Needs-based Innovation

I’ve lived in Baltimore for barely a month but I know two important things already: Snow Balls are the local delicacy and place matters. Ask any local and they can tell you exactly where one neighborhood ends and another begins down to the corner (even if those lines are debatable). That is, in Baltimore it’s not just place that matters but neighborhood, block, and street that matter.

Today at the Living Cities summit two big themes have emerged that I think warrant mentioning: the idea of “city as petri dish” and “doing what you can with what you’ve got”. Both have merit but may mean very different things depending on where you are.

Steven Johnson, author of the book Where Good Ideas Come From and more recently The Innovator's Cookbook, talked about how the serendipitous bumping up against one another in cities is what creates the context and environment for innovation (an idea first espoused by Jane Jacobs, later by Richard Florida and more recently by science). While this is most certainly true within middle and upper middle-class contexts I wonder if the theory holds weight in poorer neighborhoods and in cities that are not brimming with what Florida has famously called “the creative class”. Take the East Baltimore neighborhood where I currently reside. Though the unemployment rate is officially 9.2% this does not take into account those who have dropped out of the workforce all together. For those outside the workforce the prospect of re-entering it becomes ever more daunting with each passing month.
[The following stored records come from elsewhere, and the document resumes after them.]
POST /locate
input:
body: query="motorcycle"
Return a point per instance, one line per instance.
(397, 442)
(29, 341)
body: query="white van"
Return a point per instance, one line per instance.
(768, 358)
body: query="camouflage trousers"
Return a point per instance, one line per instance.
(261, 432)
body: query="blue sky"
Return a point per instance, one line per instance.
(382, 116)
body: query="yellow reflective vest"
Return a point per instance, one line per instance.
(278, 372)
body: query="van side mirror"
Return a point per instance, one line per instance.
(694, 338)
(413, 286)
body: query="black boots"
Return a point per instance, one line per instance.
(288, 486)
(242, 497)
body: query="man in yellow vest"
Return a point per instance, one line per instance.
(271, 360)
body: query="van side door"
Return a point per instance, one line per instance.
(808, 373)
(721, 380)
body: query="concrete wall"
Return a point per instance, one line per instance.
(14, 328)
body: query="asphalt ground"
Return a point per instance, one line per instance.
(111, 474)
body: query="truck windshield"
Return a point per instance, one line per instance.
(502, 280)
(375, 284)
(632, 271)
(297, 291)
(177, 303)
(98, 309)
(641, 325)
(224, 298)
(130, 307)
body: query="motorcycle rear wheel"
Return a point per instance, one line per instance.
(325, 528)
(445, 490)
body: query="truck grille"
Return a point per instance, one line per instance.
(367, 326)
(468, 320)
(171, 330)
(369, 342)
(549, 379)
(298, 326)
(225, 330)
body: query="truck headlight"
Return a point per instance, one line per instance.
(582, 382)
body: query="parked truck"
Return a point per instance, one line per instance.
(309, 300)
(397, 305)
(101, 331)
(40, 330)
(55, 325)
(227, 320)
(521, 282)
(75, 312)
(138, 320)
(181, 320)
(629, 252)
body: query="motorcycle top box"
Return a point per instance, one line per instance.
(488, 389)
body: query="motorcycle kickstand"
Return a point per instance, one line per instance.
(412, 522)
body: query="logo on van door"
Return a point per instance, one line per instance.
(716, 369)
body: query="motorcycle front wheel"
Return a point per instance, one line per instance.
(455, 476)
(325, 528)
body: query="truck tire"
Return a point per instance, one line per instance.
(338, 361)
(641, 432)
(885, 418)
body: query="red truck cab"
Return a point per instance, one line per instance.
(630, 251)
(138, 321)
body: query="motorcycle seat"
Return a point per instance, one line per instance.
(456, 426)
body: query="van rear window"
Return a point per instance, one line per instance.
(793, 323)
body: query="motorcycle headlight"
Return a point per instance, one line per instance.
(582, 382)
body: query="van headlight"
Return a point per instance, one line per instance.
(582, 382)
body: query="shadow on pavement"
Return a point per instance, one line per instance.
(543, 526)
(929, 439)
And for those actively looking things are not especially optimistic: I’ve spoken with people in my neighborhood who have sent out hundreds of resumes and have not received a single call back.

All of this is not to say that innovation isn’t important in low income communities or that the unemployed are not finding creative solutions to address their economic hardships (it is and they are). It is more to say that in cities where there is chronic unemployment people are facing vastly different circumstances than those living in cities that are thriving (however we are currently defining that). Jobs may in fact be more important in East Baltimore than, say, Palo Alto.  Context, place (and yes, street) do matter when thinking about the kinds of things that will move communities forward. In other words, innovation must be needs-based.

And this is why the other theme that has emerged today feels spot on when thinking about places like Baltimore, Detroit, and Cleveland. Walter Wright summed it up quite nicely this morning, “it’s about using what you have and finding new ways to reconfigure it”. Or what Andrew Plepler acknowledged in the afternoon, “We don’t have the luxury of experimenting anymore for the sake of experimenting”. That is, we must do what we can with what we’ve got, we must find—as Johnson later noted—“the adjacent possible”.